Une instance clé pour l’action sociale locale
Le centre communal d’action sociale de Saint-Grégoire, souvent appelé CCAS, pilote une partie importante de l’action sociale de proximité. Il intervient dans la prévention, l’accompagnement social et le lien avec les acteurs publics, privés et associatifs qui agissent auprès des habitants. Pour mieux comprendre l’organisation de ces services, il est utile de savoir qui gère l'action sociale entre commune et département.

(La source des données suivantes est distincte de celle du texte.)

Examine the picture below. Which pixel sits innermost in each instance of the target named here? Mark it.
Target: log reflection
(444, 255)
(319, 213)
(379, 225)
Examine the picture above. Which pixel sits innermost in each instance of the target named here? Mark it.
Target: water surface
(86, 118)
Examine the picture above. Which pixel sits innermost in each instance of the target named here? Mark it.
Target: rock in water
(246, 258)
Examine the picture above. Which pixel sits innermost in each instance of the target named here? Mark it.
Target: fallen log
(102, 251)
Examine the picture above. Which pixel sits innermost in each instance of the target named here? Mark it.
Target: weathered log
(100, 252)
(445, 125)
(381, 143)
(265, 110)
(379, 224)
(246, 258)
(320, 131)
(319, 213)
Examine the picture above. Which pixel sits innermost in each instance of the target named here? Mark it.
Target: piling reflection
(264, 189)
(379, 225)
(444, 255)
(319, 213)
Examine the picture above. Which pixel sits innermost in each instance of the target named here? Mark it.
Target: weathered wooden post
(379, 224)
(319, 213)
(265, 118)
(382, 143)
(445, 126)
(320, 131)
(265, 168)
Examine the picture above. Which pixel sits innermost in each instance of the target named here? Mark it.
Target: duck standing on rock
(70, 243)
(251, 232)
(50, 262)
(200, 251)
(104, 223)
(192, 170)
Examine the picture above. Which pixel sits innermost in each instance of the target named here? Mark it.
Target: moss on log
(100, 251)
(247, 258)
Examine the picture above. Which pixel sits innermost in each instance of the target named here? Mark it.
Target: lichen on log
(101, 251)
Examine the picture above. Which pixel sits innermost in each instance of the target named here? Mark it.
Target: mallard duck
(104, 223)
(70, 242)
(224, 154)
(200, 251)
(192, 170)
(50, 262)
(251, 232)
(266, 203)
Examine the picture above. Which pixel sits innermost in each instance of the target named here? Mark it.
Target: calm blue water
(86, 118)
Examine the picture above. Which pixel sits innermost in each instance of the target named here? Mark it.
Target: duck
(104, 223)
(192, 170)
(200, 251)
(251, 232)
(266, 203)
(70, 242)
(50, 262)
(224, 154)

Le conseil municipal a décidé de retenir une organisation composée de huit conseillers municipaux élus et de huit membres nommés parmi des personnes engagées dans l’action sociale locale. La maire préside cette instance de droit, ce qui porte l’ensemble à 17 membres au total selon la présentation retenue pendant la séance. Ces missions s'inscrivent dans le cadre juridique défini par le Code de l'action sociale et des familles relatif à l'administration des CCAS.
Chiffres clés
17 membres au total
1 maire présidente de droit, 8 élus municipaux et 8 membres nommés pour représenter notamment le tissu associatif et social.
Le vote a recueilli 29 voix pour, sans opposition.
Huit élus municipaux désignés pour le mandat
Les huit représentants du conseil municipal ont été élus sur une liste unique intitulée « membres élus du CCAS ». Cette liste a obtenu 29 voix sur 29 suffrages exprimés, ce qui a permis l’élection de l’ensemble des candidats présentés au sein du conseil municipal de la ville.
Les conseillers municipaux élus au conseil d’administration du CCAS sont Christian Morel, Liliane Vinet, Delphine Amelot, Anca Babes, Maxime Gallier, Nathalie Pasquet, Christelle Postec et Marie Aliaga. Ils siégeront pour la durée du mandat municipal 2026-2032. Ils collaborent également avec d'autres instances comme le comité social territorial pour les questions liées aux agents publics locaux.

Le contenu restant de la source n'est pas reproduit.